Monday, 3 October 2011

I found something

Something I like about Hong Kong. The public libraries.

I don't know if the list of books banned on the China mainland applies in full for Hong Kong. (If it does, I'm a smuggler. Guilty. I have my own copy of Wild Swans.)

I bet they do restrict anti-social material, seditious tracts, and see-the-pages-bleed provocative literature. They probably don't stock all the books we'd want, to know our reading was round.

I hear, to view the pornography, you have to make an appointment. I'm tempted to do that, if only to read what confessions they want me to make on the application form.

But despite the limits to our bookish freedoms, I still have to say, the Hong Kong public libraries? They're not too bad.

That's sort of sad to think, really, because I suppose I'm comparing them to the libraries in England.

Here in Hong Kong, unlike at home, these massive public blocks are open every day, seven days a week, many into the evenings until 9pm. And - unlike the impression some prestigious libraries in England put on me when I walk inside - here, in these buildings, there are books.

City Hall is my favourite. They pack too many shelves into that space; they knit them all together, lay them in lines deep into corners, and stack books rising to heights above my head. I must squeeze between the bodies of my fellow bookers to worm my way to History, and that's a treat alone for a middle-aged woman of my circumstance.

Even our miniature local library - the one on the island with all the charm of a concrete-built electric substation - offers, on the inside, bookish people with bookish ways. I like how the librarian - slightly built, flat-chested, with wire-rimmed glasses perched on her nose! - stands behind a large desk made tiny with a frame of piled papers, stacked books, and crates with books inside, balanced one against another. On our side of her wooden shelf, if you can see it, there's a slot over a sliding wooden drawer acting as a fine box. You drop the money in; with barely a glance she might nod to register the fact.

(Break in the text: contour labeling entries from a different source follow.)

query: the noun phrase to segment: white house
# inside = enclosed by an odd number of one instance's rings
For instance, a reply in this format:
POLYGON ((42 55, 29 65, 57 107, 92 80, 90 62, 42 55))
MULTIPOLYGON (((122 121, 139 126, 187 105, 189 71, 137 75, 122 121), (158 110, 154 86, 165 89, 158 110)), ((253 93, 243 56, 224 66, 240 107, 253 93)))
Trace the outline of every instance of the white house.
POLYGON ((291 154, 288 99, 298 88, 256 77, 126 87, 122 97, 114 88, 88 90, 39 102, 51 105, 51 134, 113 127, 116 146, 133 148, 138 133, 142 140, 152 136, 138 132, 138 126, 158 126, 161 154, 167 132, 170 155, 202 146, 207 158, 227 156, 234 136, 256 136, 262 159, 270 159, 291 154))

In the grand Central Library, the one with the wide upward sweep of steps, spinning globe, and stone inscriptions, there are ten floors of books, magazines, newspapers, audio, visual, computers, headphones, study desks, communal spaces, comfy reading seats, seats all round.

Best of all, people use this space. Not with sshhhh-reverence, and not with noisy partying either - the only choice of behaviours you'd think exists in England, given our penchant for taking sides, picking fights, and telling everyone else how not to use our public services.

Here, people just use these public book spaces, normally. Without big argument or fuss. They come in pairs and families, student groups and study meets. Libraries are a resource, a place respected as one where of course you go, because doesn't every civilized person need to access books? For meeting, reading quietly, reading to others, private study, homework, discussion, sharing thoughts, or maybe leaning alongside for a gentle and companionable bit of nodding off.

So yes, the public libraries in Hong Kong get something very space-people-social right.

(But if I make it to the pornography section, you can be sure I'll keep that quiet, and all to myself.)


Nora said...

I'm so glad that you found something to love about Hong Kong. Maybe if you look hard enough there will be more. I hope so for you. There must be more ways in which the place can redeem itself. Did you try making a list of all of its positive aspects?

Grit said...

ice cream, nora. it has excellent ice cream. um. the bus journey up the peak. i like that very much. and the ferries from hk island. and the countryside; the hikes are good, but i prefer a companion, which restricts me. so i can't hike as much as i'd like. truly, i have a terrible sense of direction, and someone has to bring me home.

Nora said...

So what you really miss is a comrade in arms, isn't it?